Friday, October 08, 2004

Debate Deaux

First off, let me say that I hate townhall formats. Inevitably they pick people who have a hard time reading questions, they themselves wrote. The other thing is: outside of foreign policy shit, questions inevitably devolve to "what are you going to do for me" type crap. This one was slightly improved because the moderator got to screen the questions. That still didn't help with anunciation or people remembering that they need a microphone to be heard.

Bush did a lot better. Kerry did just as good.

The bit that confounded me was Kerry's response to the obligatory abortion question. Now, don't get me wrong, abortion is a topic I like to stay afield from (and after all this primarily a gun blog.)

Now the specific question doesn't matter, because Kerry didn't address the substance of a single question all night. His response was something like this:

"I'm a Catholic. I was raised Catholic. I went to Catholic school. I was an altar boy. I take my faith seriously, blah, blah, blah."

He states that religion constitutes deep belief. But then he pops off with how just because he believes in something, something deeply (after all he was an altar boy), he doesn't feel he should impose that belief on people who don't agree with him.

Now someone correct me if I'm wrong, but isn't being in modern government all about imposing your beliefs on people, regardless of whether they agree with you or not? Especially the liberal view of government?

After all, this guy owns a Chinese assault weapon as a souvenir from his service, but he thinks I'm too stupid to own a pistol without an internal lock?

The thing that got me about his answer to the question about publicly funded abortions was that he wouldn't impose his views on others, therefore, he would pay for abortions with other people's money because poor people have the right to an abortion, but can't afford it. Well, I have the *right* to buy a porsche. I can't afford it. When will Kerry supply me with one?
As far as rights go, you don't have a right to a Porsche or an abortion, as far as I can see. Both are, what I would consider to be, privledges, from a Constitutional standpoint. Rights are ennumerated in that document.
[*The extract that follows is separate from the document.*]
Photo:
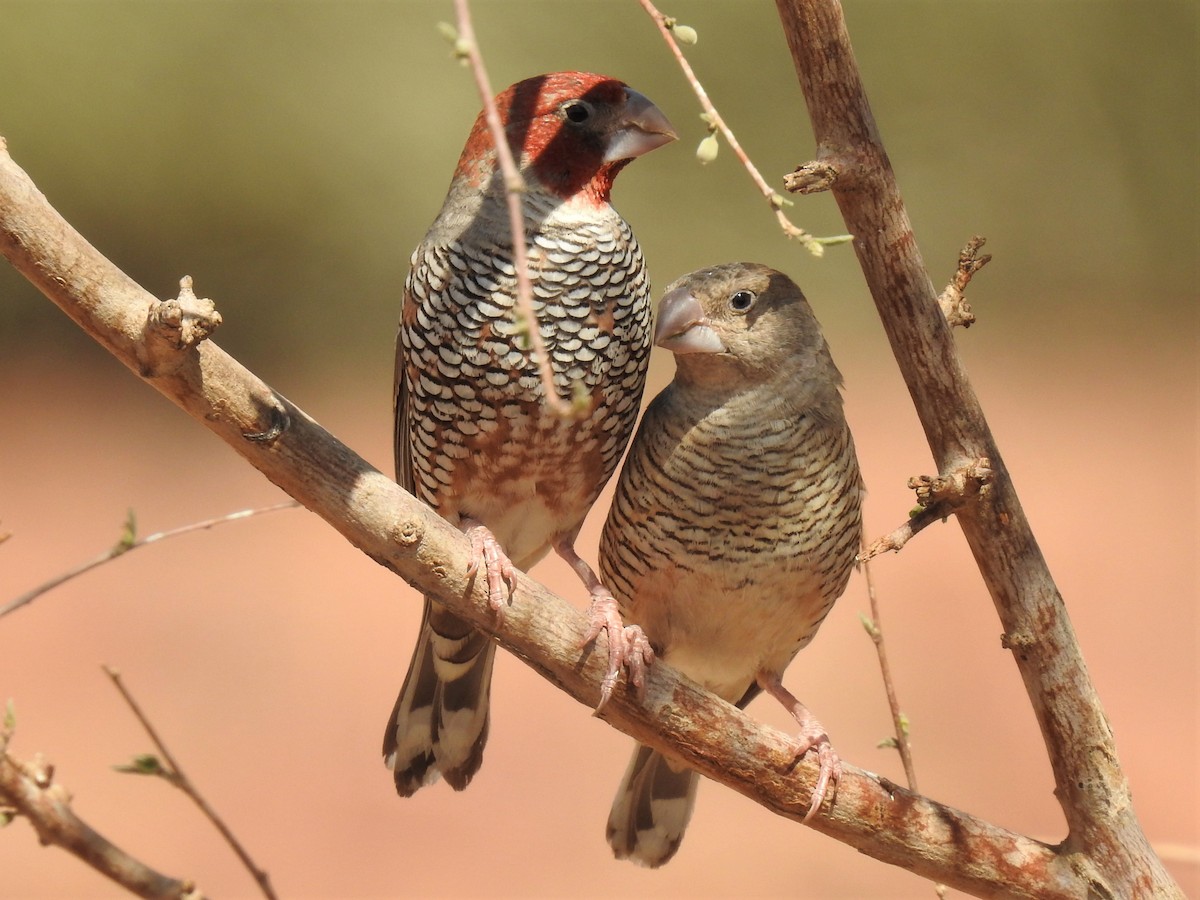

But, to go with your example, you have a right to a Porsche. That means either everyone should own a Porsche or nobody should.

Welcome to the collective farm.
I agree with you on that, I don't really like it when people throw around the word "right" for such things. But, under a few definitions of the word, it fits. But if it's the government's job to supply to everyone everything that they are not forbidden to own... well, welcome to the soviet. Frankly, it's rather disturbing to have a major party nominee saying things like that.